To which Oakland City Councilwoman Pat Kernighan smartly riposted, "Well, you sure better try. We all have our jobs to do, and your job is to arrest people."
Fortunately, it turns out, Kozicki's rhetoric was just that, rhetoric. On the day he made that ill-timed remark, Oakland police made their first arrest in the heists. As of Thursday, police held two of four suspects, after what the department described as intense police work to end a crime spree that has left many Oakland residents worried, anxious and angry.
Citizens have begun to fight back. Recently an Oakland resident, a shop owner and a market clerk shot at men whom they believed were trying to rob them. Authorities do not see these incidents as vigilantism. As Oakland Police spokesman Roland Holmgren told The Chronicle, "I don't think they are taking the law into their own hands. I think they're doing their God-given right, which is to defend themselves and their property."
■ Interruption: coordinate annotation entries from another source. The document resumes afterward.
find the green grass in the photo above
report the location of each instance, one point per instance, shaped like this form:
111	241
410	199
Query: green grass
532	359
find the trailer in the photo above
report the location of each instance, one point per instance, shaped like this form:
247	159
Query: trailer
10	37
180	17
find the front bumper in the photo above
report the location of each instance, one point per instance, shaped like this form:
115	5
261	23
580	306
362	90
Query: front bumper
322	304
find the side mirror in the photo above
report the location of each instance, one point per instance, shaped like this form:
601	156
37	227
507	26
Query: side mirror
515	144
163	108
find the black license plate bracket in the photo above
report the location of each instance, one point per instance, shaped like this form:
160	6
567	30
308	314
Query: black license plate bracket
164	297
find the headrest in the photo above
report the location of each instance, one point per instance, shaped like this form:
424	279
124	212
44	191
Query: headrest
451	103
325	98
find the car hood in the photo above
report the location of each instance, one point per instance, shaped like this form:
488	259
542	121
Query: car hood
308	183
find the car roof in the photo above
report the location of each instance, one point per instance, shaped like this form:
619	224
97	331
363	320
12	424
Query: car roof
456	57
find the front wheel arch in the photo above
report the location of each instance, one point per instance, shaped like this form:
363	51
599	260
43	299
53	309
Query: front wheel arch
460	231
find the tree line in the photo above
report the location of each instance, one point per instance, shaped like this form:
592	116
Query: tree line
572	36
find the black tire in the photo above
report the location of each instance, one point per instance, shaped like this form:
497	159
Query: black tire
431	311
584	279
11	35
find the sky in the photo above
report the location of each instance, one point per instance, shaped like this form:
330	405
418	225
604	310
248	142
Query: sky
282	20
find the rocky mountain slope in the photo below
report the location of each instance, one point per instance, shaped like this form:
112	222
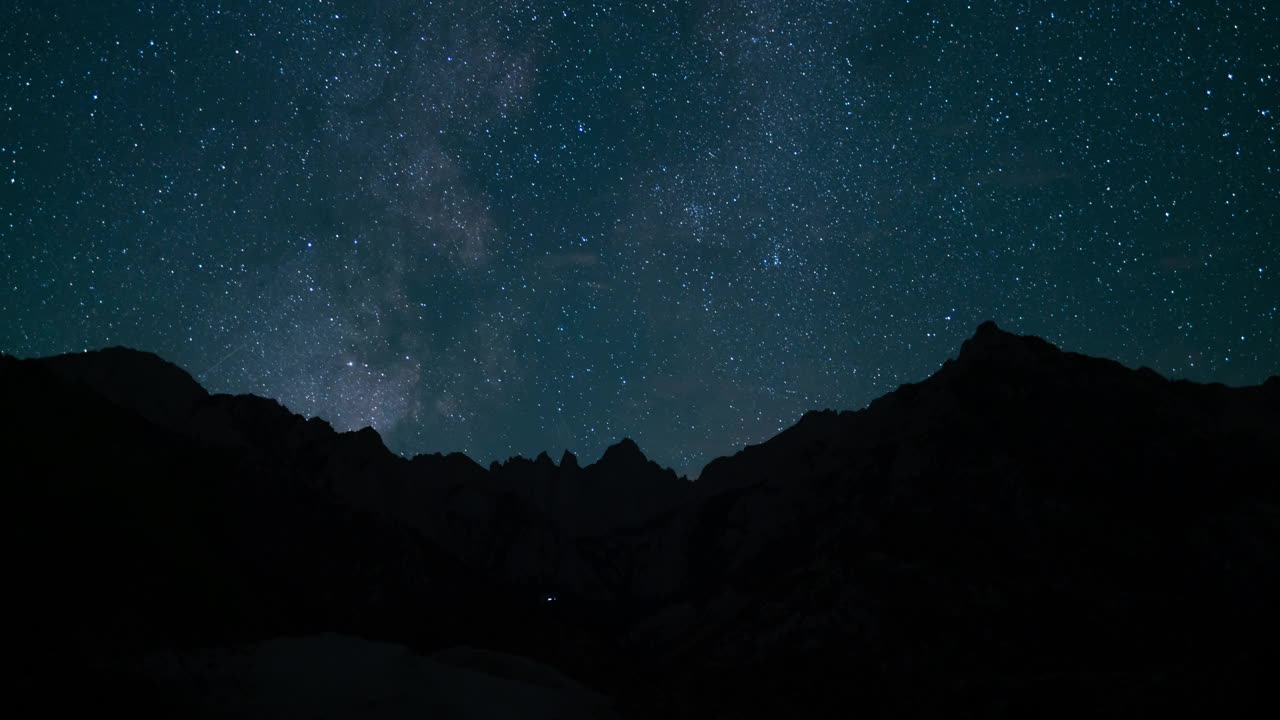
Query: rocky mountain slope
1028	531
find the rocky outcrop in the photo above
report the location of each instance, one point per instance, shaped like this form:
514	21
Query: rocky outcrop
1027	532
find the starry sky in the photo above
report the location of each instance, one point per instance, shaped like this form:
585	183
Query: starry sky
522	226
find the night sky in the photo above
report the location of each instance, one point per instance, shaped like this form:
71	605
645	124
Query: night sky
511	227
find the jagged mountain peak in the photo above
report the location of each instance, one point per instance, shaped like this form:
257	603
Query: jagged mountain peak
624	452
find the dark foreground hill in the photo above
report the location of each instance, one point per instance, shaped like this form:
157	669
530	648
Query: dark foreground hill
1027	532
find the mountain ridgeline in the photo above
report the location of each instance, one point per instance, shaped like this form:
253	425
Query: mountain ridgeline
1025	532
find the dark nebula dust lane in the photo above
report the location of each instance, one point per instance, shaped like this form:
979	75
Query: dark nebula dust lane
512	227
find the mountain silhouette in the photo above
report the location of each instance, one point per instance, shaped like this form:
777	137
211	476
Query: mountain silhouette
1025	532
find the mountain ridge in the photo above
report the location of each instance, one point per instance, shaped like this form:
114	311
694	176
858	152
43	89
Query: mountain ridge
1025	532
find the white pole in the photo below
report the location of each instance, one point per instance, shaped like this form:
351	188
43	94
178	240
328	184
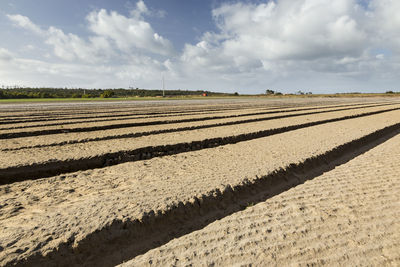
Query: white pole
163	87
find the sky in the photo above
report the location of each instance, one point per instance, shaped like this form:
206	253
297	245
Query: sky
318	46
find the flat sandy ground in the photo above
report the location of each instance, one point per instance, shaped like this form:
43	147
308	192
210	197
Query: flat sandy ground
199	206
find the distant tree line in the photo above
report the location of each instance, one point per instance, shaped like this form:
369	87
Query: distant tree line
19	93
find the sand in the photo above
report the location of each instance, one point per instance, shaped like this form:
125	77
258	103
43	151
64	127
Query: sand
40	216
26	157
346	217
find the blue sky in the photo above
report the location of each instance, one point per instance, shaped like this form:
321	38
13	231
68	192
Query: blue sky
244	46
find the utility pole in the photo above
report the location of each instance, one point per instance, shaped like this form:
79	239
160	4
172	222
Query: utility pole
163	85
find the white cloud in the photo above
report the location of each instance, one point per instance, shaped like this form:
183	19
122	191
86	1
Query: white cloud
129	34
288	45
26	23
113	34
5	55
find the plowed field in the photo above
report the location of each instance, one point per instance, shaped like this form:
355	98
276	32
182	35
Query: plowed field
223	182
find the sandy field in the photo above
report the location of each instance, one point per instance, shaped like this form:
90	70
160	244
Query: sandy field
347	217
316	183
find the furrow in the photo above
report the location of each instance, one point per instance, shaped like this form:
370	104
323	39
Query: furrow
103	217
146	131
147	123
347	216
65	121
53	167
165	113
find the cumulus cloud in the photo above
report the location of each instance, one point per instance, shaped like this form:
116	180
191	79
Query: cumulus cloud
292	44
113	34
129	33
26	23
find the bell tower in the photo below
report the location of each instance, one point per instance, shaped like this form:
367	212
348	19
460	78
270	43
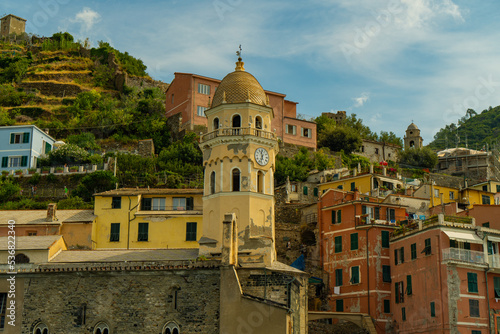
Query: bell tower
239	158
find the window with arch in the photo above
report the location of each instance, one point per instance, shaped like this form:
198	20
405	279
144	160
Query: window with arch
258	122
41	328
101	328
260	182
212	182
236	179
21	258
171	328
236	123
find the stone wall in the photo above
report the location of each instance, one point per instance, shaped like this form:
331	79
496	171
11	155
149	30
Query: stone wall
128	301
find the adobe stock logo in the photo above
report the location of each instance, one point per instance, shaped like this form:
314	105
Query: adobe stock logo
485	89
48	10
224	6
364	36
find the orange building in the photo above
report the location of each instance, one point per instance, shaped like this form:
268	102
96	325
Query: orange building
354	239
190	95
445	277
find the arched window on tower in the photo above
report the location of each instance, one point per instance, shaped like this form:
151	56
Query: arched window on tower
260	182
212	183
236	179
236	124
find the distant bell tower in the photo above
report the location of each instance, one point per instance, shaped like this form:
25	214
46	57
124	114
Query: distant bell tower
239	158
413	138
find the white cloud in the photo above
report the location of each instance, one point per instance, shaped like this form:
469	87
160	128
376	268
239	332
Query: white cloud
361	100
87	18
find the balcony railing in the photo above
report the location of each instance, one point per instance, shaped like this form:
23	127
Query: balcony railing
463	255
238	132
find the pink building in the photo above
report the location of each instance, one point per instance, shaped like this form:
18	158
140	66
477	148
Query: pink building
189	95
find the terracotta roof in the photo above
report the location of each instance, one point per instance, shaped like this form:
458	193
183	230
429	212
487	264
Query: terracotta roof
31	242
75	256
33	217
151	191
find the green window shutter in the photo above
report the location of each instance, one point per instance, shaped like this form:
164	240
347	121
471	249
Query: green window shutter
408	285
338	277
191	231
386	274
472	282
354	241
338	244
385	239
26	137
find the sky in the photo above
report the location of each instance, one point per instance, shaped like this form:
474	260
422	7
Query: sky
390	62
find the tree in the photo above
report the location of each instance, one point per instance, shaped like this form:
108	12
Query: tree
418	157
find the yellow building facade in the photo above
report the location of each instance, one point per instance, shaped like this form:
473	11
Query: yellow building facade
148	218
239	158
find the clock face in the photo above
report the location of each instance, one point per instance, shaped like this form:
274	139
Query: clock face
261	156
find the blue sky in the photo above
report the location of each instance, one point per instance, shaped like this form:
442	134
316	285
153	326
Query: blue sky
389	62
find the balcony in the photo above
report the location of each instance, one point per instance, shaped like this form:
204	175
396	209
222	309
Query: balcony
463	256
238	132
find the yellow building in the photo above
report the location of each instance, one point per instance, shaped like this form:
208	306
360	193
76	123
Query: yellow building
148	218
239	158
370	184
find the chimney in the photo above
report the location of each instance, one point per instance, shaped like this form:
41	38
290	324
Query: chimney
51	212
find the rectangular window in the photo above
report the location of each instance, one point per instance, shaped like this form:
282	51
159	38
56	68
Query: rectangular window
306	132
427	249
386	274
291	129
158	203
143	234
201	111
355	275
496	285
408	285
385	239
204	89
339	305
387	306
146	204
191	230
413	251
116	203
474	308
485	199
179	203
338	277
3	306
472	282
338	244
115	232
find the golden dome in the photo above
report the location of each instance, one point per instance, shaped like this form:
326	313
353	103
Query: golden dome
239	86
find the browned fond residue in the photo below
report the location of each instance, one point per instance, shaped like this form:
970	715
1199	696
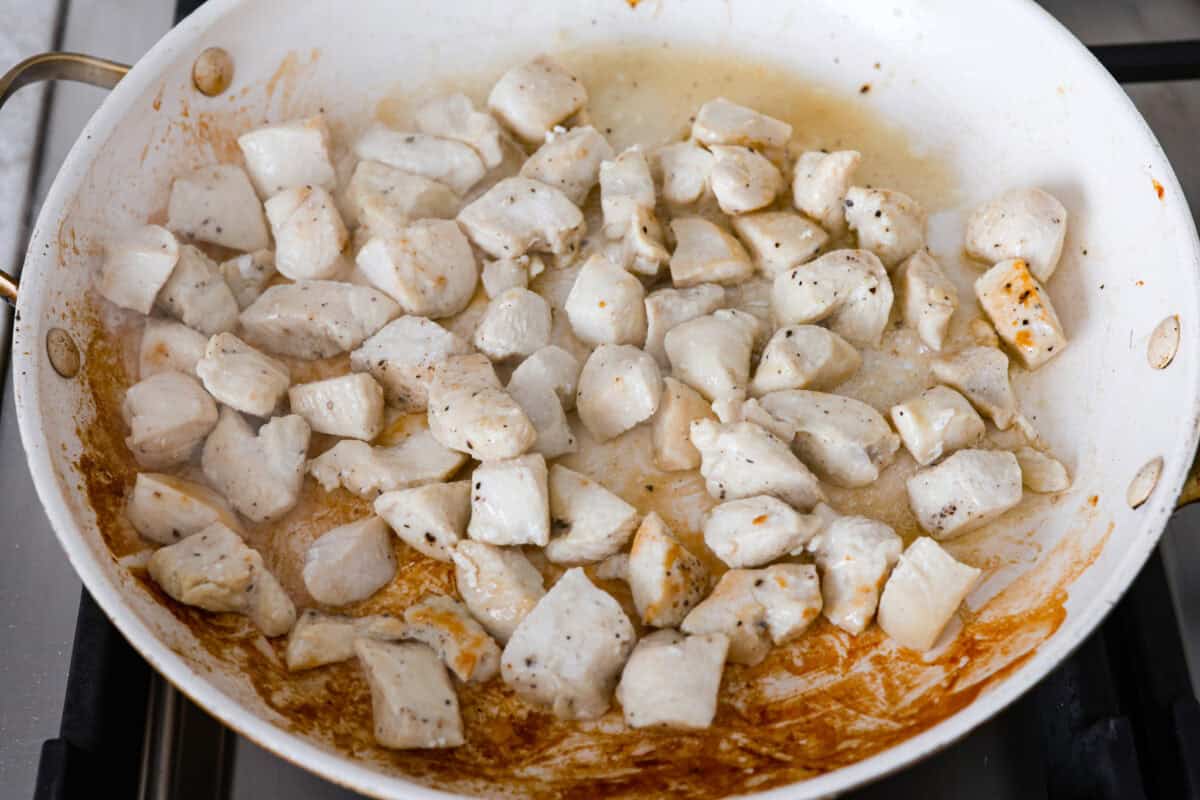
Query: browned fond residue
822	702
825	701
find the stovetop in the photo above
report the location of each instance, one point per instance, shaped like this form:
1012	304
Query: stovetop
1117	720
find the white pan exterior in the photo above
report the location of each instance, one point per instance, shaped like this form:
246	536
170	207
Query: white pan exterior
1000	86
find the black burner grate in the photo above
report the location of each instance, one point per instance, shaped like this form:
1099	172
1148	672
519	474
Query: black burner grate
1117	720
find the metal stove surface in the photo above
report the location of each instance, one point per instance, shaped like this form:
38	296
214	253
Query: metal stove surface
40	595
There is much that is misguided about this opinion.
Arrests do matter when they are carefully targeted at suspects produced by reliable investigatory techniques. However, when they are produced in the kind of classic crackdown on poor neighborhoods that the political and editorial tirades we have seen of late usually lead to they produce miscarriages of justice and less security. Once the jails are full of the "usual suspect," snitches and high risk interrogation tactics can produce the convictable defendants so satisfying to editorial writers, ---- but also wrongful convictions and scores of collateral casualties (whose repeated contacts with the jail population surely encourages more real crime).
The fact that residents are "worried, anxious, and angry" does not mean they will be better off when governments in response to these worries produce ineffective but heavy handed symbolic gestures, or haven't you visited an airport lately (please place your three once liquid containers, along with your shoes, belt and jacket into the bins ...).
"Residents are beginning to fight back...." The Chron has had a thing for citizens shooting back for some time. There is no evidence that this reduces crime but it is surely likely to get someone killed. Whats next, the return of the Committee of Vigilance (an elite lynch mob that mixed summary trial and hangings with intonations about law in San Francisco in the 1850s)?
2 comments:
Crime is on the increase here because sadly our prisons can not accommodate all the criminals convicted of crime so therefore released early before carrying out their full sentence only to break the law again.
But even if they are released after serving their full sentence, criminals would STILL commit crimes after release.